I wanted children. Always had. There was never a doubt in my mind. We went through all the tests, and the finger pointed at Vexing. Not infertile exactly, but “challenged.” Her eggs seemed to kill any sperm that came close to them. Not just mine, but anyone else’s (this confirmed in test tubes), a quirk of nature for which she expressed regret, though once again I suspect that secretly she was glad. She didn’t want a family, except for once or twice a year, when the idea would take hold of her, and for a brief time she could think of nothing else. I took these rare opportunities to make my case for alternative solutions to our infertility problem. On one such occasion I broached the subject of artificial insemination.
“We’ve tried that,” she said. “A million times.”
“I was thinking of something different.”
“Like what?”
I hesitated, then blurted it out. “A surrogate mother.”
It was a gaffe. I meant to say “egg,” and I corrected myself, but it was too late.
“No way.”
“You choose her, Vexing. Any woman you want. We’ll do it all in a test tube. I won’t come near her.”
“Forget it.”
“Why?”
“Because it offends me.”
“That’s the furthest thing from my mind.”
She regarded me with suspicion. “What if no woman agrees?”
“You’re world-famous. You get hundreds of letters and emails a week. Who wouldn’t agree?”
“I wouldn’t,” she said. “For one.”
“Think about it. Please.”
“This makes me sad, Martin. Are you tired of me? Have I ceased fulfilling your precious needs? Are we drifting apart?”
I knew the tone. Foolishly, I told the truth.
“All of it. Yes. A little.”
She looked at me with death in her eyes and threw a hairbrush. It missed my head and broke a mirror.
“Seven years bad luck,” I said under my breath.
“I don’t believe in luck,” she replied coldly. “You know that. I believe in preparation and vigilance. And loyalty, Martin. If the thought of leaving me continues to enter your selfish little brain, I suggest you squelch it. Because while you might have a child with another woman . . . heavens, you might have a hundred . . . darling, you won’t have me.”
She could be cruel, yes. She could be heartless. But she was other things too, and in the broken mirror she looked like a broken woman. But then, when I looked at her straight on, directly, she was nothing less than she ever was, beautiful to me.
“I don’t want you to go,” I said. “All I want—all I ever want—is for us to be happy.”
“How nice of you to say. How sweet.
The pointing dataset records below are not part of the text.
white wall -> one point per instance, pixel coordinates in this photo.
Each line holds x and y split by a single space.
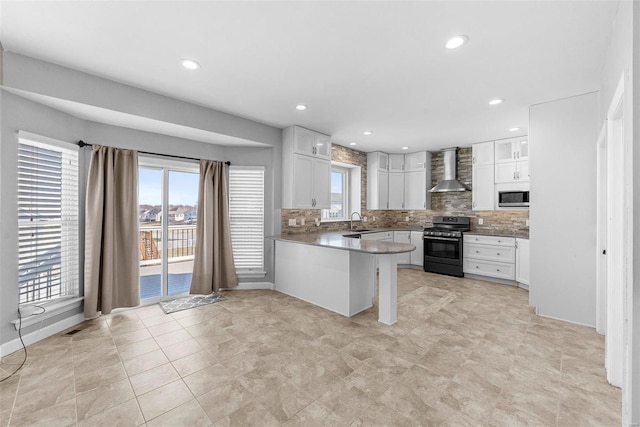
20 114
563 136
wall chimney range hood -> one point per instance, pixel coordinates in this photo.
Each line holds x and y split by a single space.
449 181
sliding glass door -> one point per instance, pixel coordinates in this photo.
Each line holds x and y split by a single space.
167 197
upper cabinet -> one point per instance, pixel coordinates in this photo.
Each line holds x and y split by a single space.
512 160
396 162
482 194
311 143
403 185
306 169
512 149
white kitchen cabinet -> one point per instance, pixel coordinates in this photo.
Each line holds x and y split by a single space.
490 256
482 194
512 172
522 262
311 143
306 169
403 237
417 256
512 149
396 163
416 161
312 188
512 160
401 190
396 190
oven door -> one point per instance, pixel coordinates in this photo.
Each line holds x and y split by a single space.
444 250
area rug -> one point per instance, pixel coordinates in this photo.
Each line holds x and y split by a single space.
191 301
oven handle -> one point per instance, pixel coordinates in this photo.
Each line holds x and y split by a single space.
448 239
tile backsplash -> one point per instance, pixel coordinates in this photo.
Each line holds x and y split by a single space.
455 203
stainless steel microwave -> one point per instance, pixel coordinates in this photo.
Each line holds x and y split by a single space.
513 199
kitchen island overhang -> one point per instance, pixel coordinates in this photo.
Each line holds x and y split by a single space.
339 273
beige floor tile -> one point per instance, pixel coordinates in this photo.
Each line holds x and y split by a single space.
164 399
154 378
144 362
188 414
126 414
102 398
226 399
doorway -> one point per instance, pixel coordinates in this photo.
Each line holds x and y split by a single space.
167 198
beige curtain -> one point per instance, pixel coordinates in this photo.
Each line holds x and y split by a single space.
111 274
213 266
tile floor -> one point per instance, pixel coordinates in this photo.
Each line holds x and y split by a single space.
463 352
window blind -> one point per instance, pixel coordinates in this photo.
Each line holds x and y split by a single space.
246 215
48 265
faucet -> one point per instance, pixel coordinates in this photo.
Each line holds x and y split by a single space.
351 219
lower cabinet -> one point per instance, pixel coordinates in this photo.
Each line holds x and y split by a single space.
490 256
522 261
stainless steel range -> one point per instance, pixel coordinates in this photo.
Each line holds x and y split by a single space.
443 245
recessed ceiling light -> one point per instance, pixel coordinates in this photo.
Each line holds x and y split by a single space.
190 64
456 42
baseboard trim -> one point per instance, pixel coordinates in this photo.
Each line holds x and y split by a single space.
252 286
35 336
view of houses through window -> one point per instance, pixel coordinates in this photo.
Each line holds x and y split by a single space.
339 208
166 242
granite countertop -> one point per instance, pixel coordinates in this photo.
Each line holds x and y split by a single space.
521 233
336 240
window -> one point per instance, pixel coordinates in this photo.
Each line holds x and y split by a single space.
246 217
48 219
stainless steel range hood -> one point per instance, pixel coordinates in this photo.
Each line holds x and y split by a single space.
449 181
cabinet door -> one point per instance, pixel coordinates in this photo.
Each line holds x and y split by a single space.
403 237
482 193
383 191
321 184
483 153
323 146
505 172
522 148
396 190
417 256
302 181
523 174
504 151
415 161
304 141
415 190
522 261
396 162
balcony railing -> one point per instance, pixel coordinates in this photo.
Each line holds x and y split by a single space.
181 242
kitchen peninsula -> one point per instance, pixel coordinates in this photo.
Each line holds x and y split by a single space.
339 273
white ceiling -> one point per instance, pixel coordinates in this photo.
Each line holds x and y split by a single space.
358 65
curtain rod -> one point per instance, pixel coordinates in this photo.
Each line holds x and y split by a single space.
81 144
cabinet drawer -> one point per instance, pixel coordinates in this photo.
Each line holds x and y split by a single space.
490 240
489 268
490 252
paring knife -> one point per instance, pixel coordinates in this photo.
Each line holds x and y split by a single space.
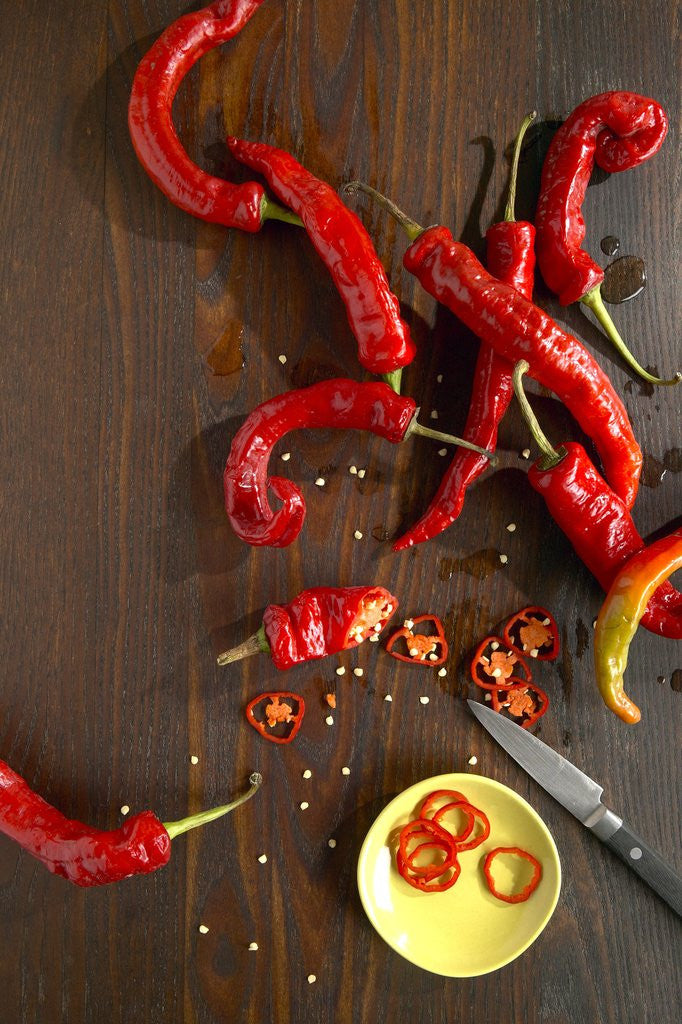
582 797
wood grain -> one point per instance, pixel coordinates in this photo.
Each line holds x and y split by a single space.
120 578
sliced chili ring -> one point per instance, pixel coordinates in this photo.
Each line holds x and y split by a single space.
523 894
428 885
287 710
534 632
427 807
511 698
429 648
495 662
465 843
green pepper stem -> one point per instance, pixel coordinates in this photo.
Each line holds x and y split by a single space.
393 379
437 435
511 198
255 644
177 827
594 301
551 456
411 227
269 210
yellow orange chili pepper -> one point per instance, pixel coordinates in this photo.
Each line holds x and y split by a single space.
625 604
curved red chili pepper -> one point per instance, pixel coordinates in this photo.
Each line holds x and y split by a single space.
601 529
519 330
495 662
528 889
267 711
150 118
543 637
431 648
341 403
325 621
620 130
511 258
347 251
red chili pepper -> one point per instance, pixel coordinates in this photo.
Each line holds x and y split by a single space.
267 711
522 699
423 648
347 251
511 258
528 889
534 632
151 123
318 622
89 856
517 329
595 520
495 662
341 403
620 130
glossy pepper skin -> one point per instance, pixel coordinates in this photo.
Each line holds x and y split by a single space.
601 529
511 258
617 130
151 124
77 852
318 622
621 613
338 402
518 330
340 239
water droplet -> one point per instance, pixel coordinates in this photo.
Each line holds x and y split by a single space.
624 279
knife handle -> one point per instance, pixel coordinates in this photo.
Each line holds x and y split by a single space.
648 864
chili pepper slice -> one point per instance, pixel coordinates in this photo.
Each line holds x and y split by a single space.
151 123
316 623
90 856
517 329
467 841
621 613
267 711
528 889
534 631
427 809
495 662
423 648
521 699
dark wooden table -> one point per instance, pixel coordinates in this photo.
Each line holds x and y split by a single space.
120 579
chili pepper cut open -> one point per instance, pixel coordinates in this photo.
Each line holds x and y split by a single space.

Me, too. That’s what I want. Let’s see if we can make it happen. Let’s try.”
The Search for Happiness
was not a great success. Our marriage had its moments, but for a match seemingly made in heaven, it felt an awful lot like hell. Frank was continually on me to take a mistress, while Carol brought me books on separation and divorce. Mother was the only one who was unaffected by our marital discord, chiefly because she forgot us from one visit to the next.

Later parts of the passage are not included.